The Quest to Completely Eradicate `String` Awkwardness

mixphix · August 7, 2024, 1:38pm

This sort of gotcha is why “moving Text into base” is a huge task, not only for those adding to base but also for library maintainers who want their code to continue running on this new base version. It would be better to avoid touching Read and Show entirely, and provide a new Pretty class, which can be done in many ways, which is why it’s a problem better solved in library-land. Just depend on the library that has the Pretty you want in your own code! There’s no guarantee every base user will want the same one!

mhitza · August 7, 2024, 3:56pm

Is there a library to get “natural looking in code” conversions between string types?

For example, I’d love if base would expose toString / toByteString / toText functions, instead of having to always import the pack / unpack functions from multiple separate modules. That’s what would be most helpful for me.

Also a toByteString should handle both strict and lazy return type based on what is expected in context, same with toText. Defaulting to UTF-8 for conversions (where applicable) would also feel like what I expect nowadays. And if you want a UTF-16 or whatever other encoding, reusing the default keyword for strings as well at the module level would make sense.

mixphix · August 7, 2024, 3:59pm

Let me hoogle that for you!

theGhostJW · August 7, 2024, 8:20pm

encode-string plus a couple of one line base functions works for me

import Text.Show.Pretty (ppShow)
import Data.String.Encode

-- alias for universal string converter (convertString) provided by encode-string
toS :: (ConvertString a b) => a -> b
toS = convertString

-- equivalent of show for text but always pretty print
txt :: (Show a) => a -> Text
txt = toS . ppShow

-- unpretty show hardly ever use
txtShow :: (Show a) => a -> Text
txtShow = toS . show

Now I default to text and throw in a toS whenever the compiler complains: e.g. String → Text above or
Text → String as below

resolveFile :: (MonadIO m) => Path Abs Dir -> Text -> m (Path Abs File)
resolveFile b = D.resolveFile b . toS

atravers · August 7, 2024, 10:33pm

That would be a matter for implementors, not new Haskell arrivals:

Unfortunately, renaming Data.Text to e.g. Data.Text.Strict (so that Data.Text.Lazy can be the default) would now probably break too much existing code. It’s another reason to investigate the possibility of merging the two Text modules, using lazy lists of strict Text.

Nice. If there’s a similar way to replace the use of Read, a less-ambitious option (than eradicating String immediately) would be to simply mark String as deprecated, with a view to possibly moving all “stringy” types into libraries:

(yes, even one for type String = [Char]), especially considering just how many of them now exist:

But (again) it would also be nice to have only one Text type to nominate as the successor to String…

Bodigrim · August 7, 2024, 11:33pm

As far as I remember, they cannot.

hasufell · August 8, 2024, 2:04am

That is possible (in theory). String is a low-level type. I don’t think most haskellers really have a good intuition about what unicode code points are (which are not unicode scalar values which are not grapheme clusters).
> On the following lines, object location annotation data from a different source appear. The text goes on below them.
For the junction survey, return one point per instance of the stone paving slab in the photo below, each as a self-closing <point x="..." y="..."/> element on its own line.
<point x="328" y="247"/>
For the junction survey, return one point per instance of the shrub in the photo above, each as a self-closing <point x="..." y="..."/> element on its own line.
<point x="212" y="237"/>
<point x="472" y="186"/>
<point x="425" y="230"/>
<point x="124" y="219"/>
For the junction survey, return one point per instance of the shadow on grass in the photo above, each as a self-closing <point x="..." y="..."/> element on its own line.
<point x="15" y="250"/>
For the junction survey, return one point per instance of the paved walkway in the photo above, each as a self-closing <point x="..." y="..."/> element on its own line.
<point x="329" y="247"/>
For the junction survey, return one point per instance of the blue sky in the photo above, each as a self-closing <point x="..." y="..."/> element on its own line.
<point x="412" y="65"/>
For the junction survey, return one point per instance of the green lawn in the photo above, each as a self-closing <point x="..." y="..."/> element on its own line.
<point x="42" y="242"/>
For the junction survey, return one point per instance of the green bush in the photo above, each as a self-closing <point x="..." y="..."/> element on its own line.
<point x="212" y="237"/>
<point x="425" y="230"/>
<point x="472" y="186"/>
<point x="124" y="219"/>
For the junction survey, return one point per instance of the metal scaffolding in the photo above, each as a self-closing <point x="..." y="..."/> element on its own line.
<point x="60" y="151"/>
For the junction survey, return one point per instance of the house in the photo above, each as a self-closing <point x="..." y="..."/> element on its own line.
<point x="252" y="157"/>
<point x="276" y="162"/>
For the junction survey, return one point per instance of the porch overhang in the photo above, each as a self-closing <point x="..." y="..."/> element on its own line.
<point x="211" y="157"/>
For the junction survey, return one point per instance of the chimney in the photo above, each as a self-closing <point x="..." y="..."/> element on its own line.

So String is inherently a low-level type.

But I have not yet seen someone propose a migration strategy that won’t make it into history books as a giant failure.

mikeplus64 · August 8, 2024, 2:51am

I’m OK with this - having a world where strict Text is the default and saying "Text is the default string type, it is finite and strict." is a true statement. I think the only thing we actually do lose there is pure infinite strings like this, which would be perfectly fine as just [Text] or lazy text.

The change I’d make to base here to not have this example blow up, is making [1..] be an explicit infinite range type somehow (however large a bike-shed that is to paint); T.unlines should simply not be possible on it.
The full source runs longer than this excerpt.